Arrange data access patterns so consecutive threads access contiguous memory locations, maximizing bandwidth utilization.
Use shared memory

Use shared memory to cache sub-blocks of matrices, significantly reducing global memory latency.
Profile and tune

Use tools such as rocprofv3 or ROCm compute profiler to identify bottlenecks and fine-tune kernel launch configurations.

Conclusion#

Two-dimensional GPU kernels provide an efficient mechanism to accelerate dense linear algebra computations such as matrix multiplication by exploiting fine-grained data parallelism. This example demonstrates:

Structuring GPU kernels for 2D problems.
Managing memory transfers between host and device.
Configuring thread and block hierarchies.
Achieving substantial speedups via massive parallel execution.
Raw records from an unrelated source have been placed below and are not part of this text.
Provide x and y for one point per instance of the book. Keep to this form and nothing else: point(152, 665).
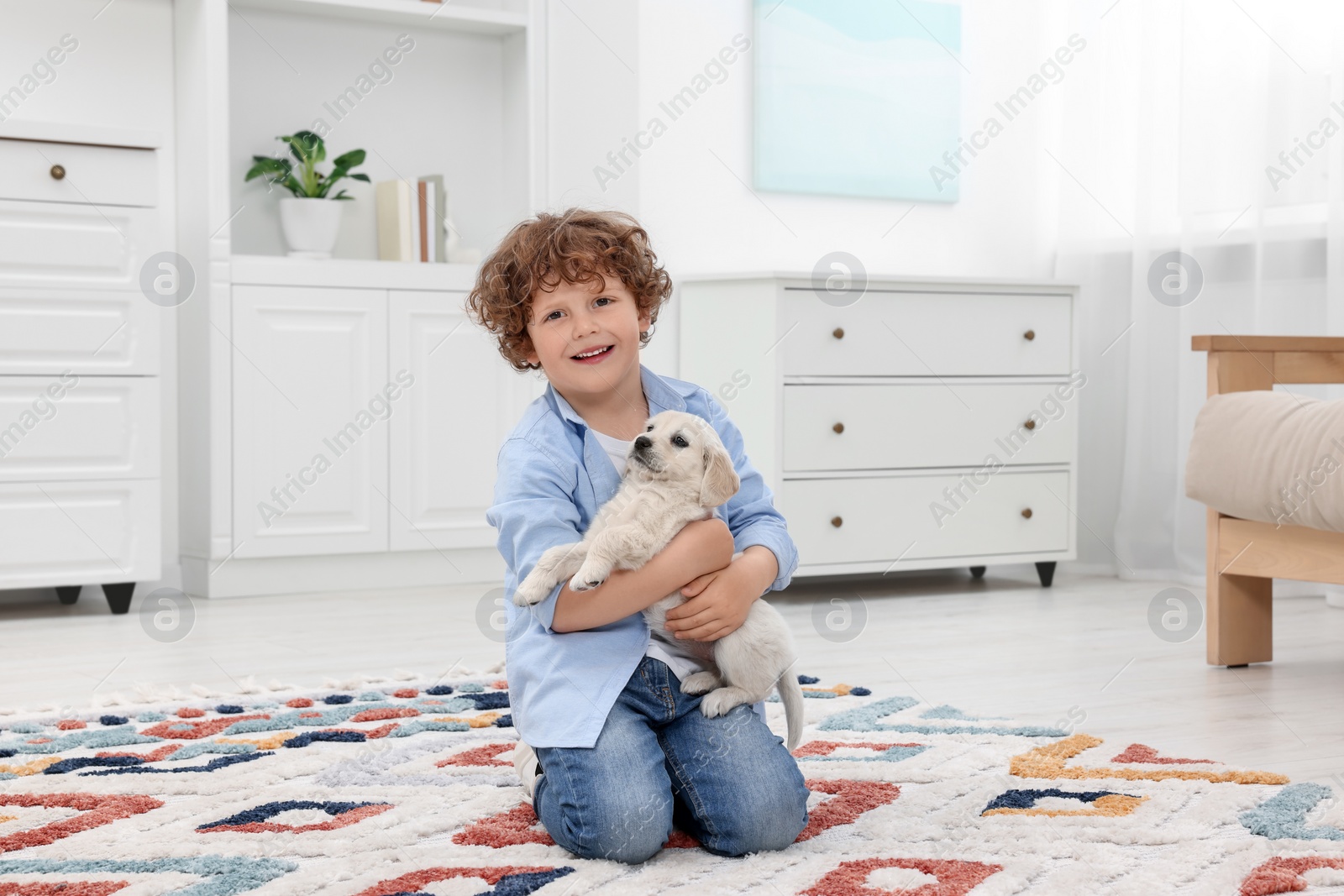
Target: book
point(440, 228)
point(423, 221)
point(393, 202)
point(413, 214)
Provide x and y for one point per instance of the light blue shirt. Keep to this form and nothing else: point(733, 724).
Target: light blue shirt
point(553, 476)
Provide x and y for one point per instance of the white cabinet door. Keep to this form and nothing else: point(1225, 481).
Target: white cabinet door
point(448, 427)
point(311, 417)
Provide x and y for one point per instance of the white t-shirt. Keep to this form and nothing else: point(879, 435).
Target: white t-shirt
point(680, 665)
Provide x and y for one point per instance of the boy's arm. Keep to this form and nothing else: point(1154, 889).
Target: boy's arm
point(698, 548)
point(719, 602)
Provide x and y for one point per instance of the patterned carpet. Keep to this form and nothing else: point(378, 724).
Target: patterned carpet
point(385, 788)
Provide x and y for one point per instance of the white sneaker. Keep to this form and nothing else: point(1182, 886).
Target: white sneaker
point(528, 768)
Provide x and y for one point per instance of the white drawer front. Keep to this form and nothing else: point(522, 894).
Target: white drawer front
point(98, 175)
point(78, 427)
point(882, 516)
point(84, 331)
point(914, 425)
point(927, 335)
point(60, 244)
point(78, 532)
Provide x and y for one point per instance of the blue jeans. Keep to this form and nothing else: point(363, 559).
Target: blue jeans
point(729, 782)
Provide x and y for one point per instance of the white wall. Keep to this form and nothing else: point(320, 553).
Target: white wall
point(691, 187)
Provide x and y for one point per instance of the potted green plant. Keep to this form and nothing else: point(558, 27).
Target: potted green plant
point(309, 219)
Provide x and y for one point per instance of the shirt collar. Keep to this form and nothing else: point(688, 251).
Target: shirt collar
point(659, 392)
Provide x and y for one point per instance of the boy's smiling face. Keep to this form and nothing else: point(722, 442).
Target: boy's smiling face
point(575, 318)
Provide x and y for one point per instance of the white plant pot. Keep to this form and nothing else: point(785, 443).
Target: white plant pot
point(311, 224)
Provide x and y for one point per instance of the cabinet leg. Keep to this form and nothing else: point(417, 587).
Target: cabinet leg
point(118, 595)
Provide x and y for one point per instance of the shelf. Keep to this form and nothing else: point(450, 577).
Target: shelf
point(413, 13)
point(281, 270)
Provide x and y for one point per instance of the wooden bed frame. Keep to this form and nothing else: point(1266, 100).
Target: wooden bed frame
point(1247, 557)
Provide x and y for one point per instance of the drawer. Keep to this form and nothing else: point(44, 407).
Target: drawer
point(64, 244)
point(880, 516)
point(927, 335)
point(82, 331)
point(97, 175)
point(913, 425)
point(78, 427)
point(80, 532)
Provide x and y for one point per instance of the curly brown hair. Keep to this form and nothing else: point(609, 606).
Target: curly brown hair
point(577, 246)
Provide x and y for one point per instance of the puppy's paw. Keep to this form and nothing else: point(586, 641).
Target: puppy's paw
point(589, 577)
point(721, 703)
point(701, 683)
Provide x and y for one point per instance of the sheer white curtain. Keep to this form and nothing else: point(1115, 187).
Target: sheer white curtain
point(1164, 141)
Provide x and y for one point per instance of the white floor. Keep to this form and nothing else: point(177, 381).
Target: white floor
point(1079, 652)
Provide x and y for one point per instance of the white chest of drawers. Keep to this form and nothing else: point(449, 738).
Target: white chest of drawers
point(80, 358)
point(922, 425)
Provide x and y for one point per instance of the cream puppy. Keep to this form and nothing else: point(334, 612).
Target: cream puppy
point(678, 470)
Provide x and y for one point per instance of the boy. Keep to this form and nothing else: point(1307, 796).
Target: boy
point(615, 752)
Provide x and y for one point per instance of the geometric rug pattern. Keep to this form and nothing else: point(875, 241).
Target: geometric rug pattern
point(407, 788)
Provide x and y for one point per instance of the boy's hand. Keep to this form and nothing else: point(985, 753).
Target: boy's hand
point(719, 602)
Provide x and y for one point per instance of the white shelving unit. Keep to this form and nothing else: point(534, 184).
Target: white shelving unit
point(277, 352)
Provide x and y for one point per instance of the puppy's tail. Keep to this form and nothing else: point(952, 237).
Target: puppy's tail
point(790, 694)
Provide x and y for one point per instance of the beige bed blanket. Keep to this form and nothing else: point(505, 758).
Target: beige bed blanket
point(1270, 457)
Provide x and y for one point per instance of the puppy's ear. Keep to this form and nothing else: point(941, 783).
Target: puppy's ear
point(721, 481)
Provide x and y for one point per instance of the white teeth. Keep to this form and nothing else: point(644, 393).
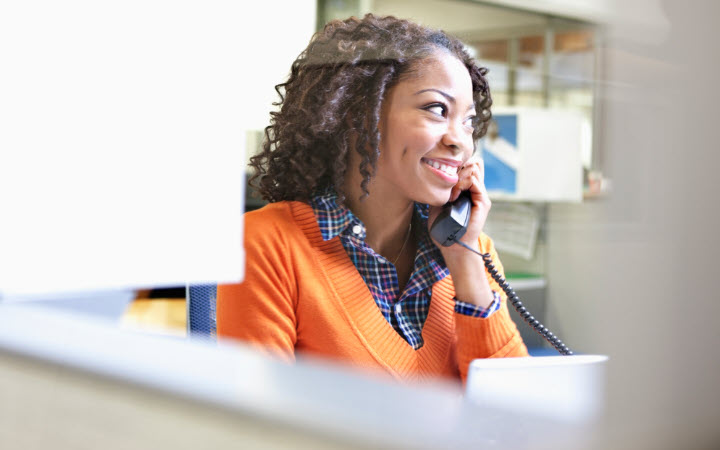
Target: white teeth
point(450, 170)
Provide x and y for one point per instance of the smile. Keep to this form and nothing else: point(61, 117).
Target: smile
point(446, 168)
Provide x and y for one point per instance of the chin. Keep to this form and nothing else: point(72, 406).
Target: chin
point(435, 198)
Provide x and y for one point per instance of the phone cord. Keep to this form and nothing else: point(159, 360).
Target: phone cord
point(515, 300)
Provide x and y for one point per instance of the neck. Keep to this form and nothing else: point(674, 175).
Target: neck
point(386, 216)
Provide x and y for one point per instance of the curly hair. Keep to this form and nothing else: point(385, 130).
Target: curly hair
point(330, 104)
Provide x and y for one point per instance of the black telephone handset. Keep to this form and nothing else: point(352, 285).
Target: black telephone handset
point(447, 229)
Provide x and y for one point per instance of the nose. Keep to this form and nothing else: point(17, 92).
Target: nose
point(455, 137)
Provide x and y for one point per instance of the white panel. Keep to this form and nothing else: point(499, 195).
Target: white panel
point(123, 127)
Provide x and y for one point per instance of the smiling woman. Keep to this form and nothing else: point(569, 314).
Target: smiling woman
point(375, 132)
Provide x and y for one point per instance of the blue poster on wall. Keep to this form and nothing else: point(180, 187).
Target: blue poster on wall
point(500, 154)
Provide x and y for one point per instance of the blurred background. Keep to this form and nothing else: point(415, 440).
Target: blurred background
point(612, 104)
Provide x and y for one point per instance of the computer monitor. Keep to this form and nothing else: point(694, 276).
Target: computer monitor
point(122, 162)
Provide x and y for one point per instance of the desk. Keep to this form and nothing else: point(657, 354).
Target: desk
point(160, 315)
point(69, 379)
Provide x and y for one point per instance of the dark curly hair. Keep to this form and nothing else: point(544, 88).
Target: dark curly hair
point(332, 99)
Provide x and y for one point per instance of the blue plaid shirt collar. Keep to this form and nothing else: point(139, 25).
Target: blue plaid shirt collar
point(335, 219)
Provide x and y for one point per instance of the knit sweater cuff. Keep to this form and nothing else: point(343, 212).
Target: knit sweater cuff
point(493, 337)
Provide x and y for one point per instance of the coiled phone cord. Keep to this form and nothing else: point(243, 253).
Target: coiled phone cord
point(515, 300)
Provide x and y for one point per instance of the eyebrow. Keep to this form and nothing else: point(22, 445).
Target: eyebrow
point(450, 98)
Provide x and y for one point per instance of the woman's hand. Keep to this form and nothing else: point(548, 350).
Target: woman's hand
point(467, 268)
point(472, 179)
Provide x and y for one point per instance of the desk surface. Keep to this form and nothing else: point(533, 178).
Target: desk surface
point(310, 398)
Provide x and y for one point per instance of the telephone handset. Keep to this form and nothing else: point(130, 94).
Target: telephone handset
point(450, 226)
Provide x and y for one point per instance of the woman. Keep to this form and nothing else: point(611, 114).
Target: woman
point(375, 132)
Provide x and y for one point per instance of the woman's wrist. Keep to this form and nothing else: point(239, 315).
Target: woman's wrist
point(468, 273)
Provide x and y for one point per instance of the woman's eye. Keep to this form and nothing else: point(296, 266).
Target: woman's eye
point(437, 109)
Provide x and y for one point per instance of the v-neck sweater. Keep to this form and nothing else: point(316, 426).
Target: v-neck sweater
point(303, 295)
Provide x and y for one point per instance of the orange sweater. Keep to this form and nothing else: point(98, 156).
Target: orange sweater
point(302, 294)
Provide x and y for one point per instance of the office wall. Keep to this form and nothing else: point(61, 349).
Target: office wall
point(634, 276)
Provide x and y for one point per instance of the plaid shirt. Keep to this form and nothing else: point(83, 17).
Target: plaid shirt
point(406, 311)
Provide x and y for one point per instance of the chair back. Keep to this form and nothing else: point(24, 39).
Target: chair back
point(201, 300)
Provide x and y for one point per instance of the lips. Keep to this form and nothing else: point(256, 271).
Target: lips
point(448, 167)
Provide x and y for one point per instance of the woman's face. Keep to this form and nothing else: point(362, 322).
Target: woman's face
point(426, 130)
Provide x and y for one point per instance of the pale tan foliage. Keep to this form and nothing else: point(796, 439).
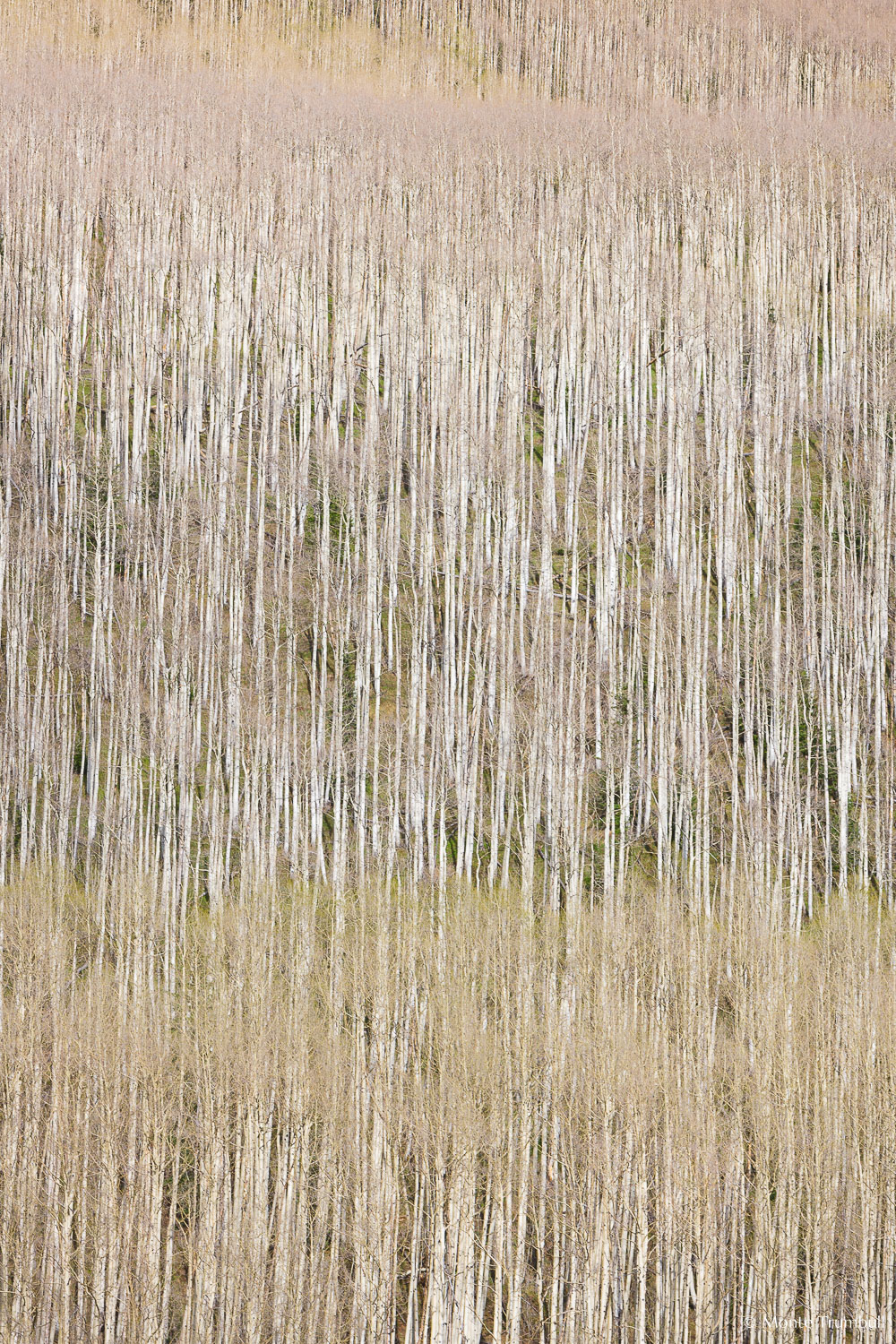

Understanding these concepts enables developers to implement optimized GPU solutions for computationally intensive workloads, including scientific simulations, numerical linear algebra, and machine learning. Because each output element is computed independently, matrix multiplication serves as an ideal introductory example for mastering GPU programming paradigms applicable to a wide range of data-parallel applications.